Hey pollinators! Over here

Pollen grains are essential for fertilizing plants because they carry the cells. For some plants, gravity or wind are enough, but pollinators must carry pollen grains. Some plants use nectar, edible pollen, or even tasty seeds to attract insects or bats, who then spread pollen as they feed. is used by many flowers to attract pollinators.

Thistle longhorned bees ( Melissodes Desponsa ) are covered in flower pollen. Dejen Mengis, USGS

Richard L. Harkess , a horticulturist at Mississippi State University, writes: “Floral scents are a mixture of many chemicals that float in the air and evaporate quickly.” Each species of flower emits a distinct scent to attract pollinators. Once pollinated, the flower will stop producing floral nectar or scents and instead direct its energy towards the fertilized embryo, which will eventually become a seed.

Read more: Why do flowers smell?

Bees at the buffet

Many species of insects have decreased in recent years. honeybees and bees of other species are two major focus areas. These pollinate important crops.

In a study from 2021, University of Florida agricultural specialist Hamutahl Cohen discovered that bees were more likely to pick up parasites when they visited fields with sunflowers being grown as crops. Bees that were able to choose between different types of flowers and forage in hedgerows surrounding crop fields had a lower rate of infection.

This California hedgerow has been shown to increase beneficial insects such as lady beetles and syrphid fly larvae that feed on aphids. UCANR, CC BY-ND

Cohen noted that the more bees present in sunflower fields, “the more parasites.” The sunflower blooms gathered bees and increased disease risk.

Read more: Planting mixes of flowers around farm fields helps keep bees healthy

Warmer weather means more pollen

Climate change is causing temperatures to rise across the U.S. Growing seasons start earlier and end later. Bad news for allergy sufferers.
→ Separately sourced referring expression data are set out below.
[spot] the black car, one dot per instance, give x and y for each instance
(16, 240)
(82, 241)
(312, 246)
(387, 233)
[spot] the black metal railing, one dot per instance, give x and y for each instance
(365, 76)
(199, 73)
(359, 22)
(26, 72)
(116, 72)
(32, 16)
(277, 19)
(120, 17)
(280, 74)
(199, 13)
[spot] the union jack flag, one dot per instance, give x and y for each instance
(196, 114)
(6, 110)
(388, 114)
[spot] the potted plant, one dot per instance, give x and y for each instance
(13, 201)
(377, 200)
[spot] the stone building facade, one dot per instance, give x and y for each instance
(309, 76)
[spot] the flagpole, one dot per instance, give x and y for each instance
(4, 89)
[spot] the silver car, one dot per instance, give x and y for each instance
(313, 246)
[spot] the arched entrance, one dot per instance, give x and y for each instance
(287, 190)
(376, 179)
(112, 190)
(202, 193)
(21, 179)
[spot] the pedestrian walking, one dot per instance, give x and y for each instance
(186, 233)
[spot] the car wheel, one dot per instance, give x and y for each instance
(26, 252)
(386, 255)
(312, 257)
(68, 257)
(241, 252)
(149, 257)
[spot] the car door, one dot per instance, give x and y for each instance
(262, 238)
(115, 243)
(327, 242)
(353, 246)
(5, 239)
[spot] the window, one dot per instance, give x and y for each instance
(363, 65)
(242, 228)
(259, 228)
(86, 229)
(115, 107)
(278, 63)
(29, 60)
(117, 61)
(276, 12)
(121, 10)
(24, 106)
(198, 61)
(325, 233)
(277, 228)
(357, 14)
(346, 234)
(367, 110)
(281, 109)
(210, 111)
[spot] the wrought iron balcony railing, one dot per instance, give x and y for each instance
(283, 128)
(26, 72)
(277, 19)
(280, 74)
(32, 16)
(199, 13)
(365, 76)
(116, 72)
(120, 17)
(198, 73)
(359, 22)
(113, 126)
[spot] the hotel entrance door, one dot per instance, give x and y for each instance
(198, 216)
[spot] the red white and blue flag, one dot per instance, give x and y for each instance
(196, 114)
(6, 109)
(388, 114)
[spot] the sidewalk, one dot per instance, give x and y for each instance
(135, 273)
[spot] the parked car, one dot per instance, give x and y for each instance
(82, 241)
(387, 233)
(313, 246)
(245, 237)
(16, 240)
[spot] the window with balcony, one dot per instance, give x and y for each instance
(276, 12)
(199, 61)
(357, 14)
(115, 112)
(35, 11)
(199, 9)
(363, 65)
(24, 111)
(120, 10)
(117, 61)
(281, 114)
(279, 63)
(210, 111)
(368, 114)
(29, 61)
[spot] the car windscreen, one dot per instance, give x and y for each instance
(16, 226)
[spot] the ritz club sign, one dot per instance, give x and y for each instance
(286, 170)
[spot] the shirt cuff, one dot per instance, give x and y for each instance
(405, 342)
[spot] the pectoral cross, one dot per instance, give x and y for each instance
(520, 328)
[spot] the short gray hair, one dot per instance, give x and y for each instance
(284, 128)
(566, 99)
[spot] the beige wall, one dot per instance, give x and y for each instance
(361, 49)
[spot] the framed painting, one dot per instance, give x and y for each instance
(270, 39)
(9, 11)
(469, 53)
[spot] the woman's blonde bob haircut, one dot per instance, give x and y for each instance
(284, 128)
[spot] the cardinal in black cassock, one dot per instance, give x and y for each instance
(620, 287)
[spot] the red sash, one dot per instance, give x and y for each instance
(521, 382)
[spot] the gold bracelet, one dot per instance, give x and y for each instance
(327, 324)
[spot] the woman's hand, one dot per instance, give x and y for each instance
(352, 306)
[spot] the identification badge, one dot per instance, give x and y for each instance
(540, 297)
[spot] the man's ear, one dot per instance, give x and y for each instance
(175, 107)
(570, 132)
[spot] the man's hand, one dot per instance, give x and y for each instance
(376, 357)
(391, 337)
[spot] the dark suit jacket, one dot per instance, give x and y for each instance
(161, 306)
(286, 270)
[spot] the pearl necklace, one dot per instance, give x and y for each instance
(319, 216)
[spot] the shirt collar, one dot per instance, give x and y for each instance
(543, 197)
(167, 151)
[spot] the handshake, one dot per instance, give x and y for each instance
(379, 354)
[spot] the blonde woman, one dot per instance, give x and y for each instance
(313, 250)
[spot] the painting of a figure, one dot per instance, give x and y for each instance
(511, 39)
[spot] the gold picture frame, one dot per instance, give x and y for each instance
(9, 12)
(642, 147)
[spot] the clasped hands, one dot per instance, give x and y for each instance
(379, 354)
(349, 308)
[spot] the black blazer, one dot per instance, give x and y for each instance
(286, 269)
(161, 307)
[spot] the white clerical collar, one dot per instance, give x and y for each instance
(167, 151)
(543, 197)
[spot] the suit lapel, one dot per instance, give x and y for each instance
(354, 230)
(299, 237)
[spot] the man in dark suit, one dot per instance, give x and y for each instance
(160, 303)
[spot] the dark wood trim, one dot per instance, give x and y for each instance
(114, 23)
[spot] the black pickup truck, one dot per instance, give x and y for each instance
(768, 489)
The University of Michigan’s atmospheric scientists Yingxiao Zhang, and Allison L. Steiner explain that “the higher temperature will prolong the growing season giving plants more time for pollen to be produced and reproduction.” Climate change increases the amount of carbon dioxide in Earth’s atmosphere. This will allow plants to grow bigger and produce more pollen.

In the future, “Southeastern areas, including Florida Georgia and South Carolina can expect large increases in grass and weeds pollen.” Zhang and Steiner report that the Pacific Northwest will likely see a peak in pollen a month sooner due to an early alder pollen season.

Read more: Pollen season is getting longer and more intense with climate change – here’s what allergy sufferers can expect in the future

Providing better forecasts

How can allergy sufferers tell when pollen counts are high with all the pollen around? The U.S. only has a basic network of 90 pollen stations in the country. These are staffed by volunteers and only run during pollen season. This means that there is often no good information when people need it.

Fiona Lo is an environmental health researcher at the University of Washington. She and colleagues are developing a model to predict airborne releases of pollen. Lo reports that “our forecast can predict specific pollen types, because our model contains information about how different plant types interact with the environment.”

The model can only currently predict the levels of four common pollens in areas with observation stations. Lo and her colleagues “want to be able to give allergy patients the information they require to manage their symptoms every day, during pollen season.” The majority of allergy sufferers are unaware about how to manage their symptoms. A reliable pollen forecast, easily accessible via an app, along with information on managing allergies, would be a great help.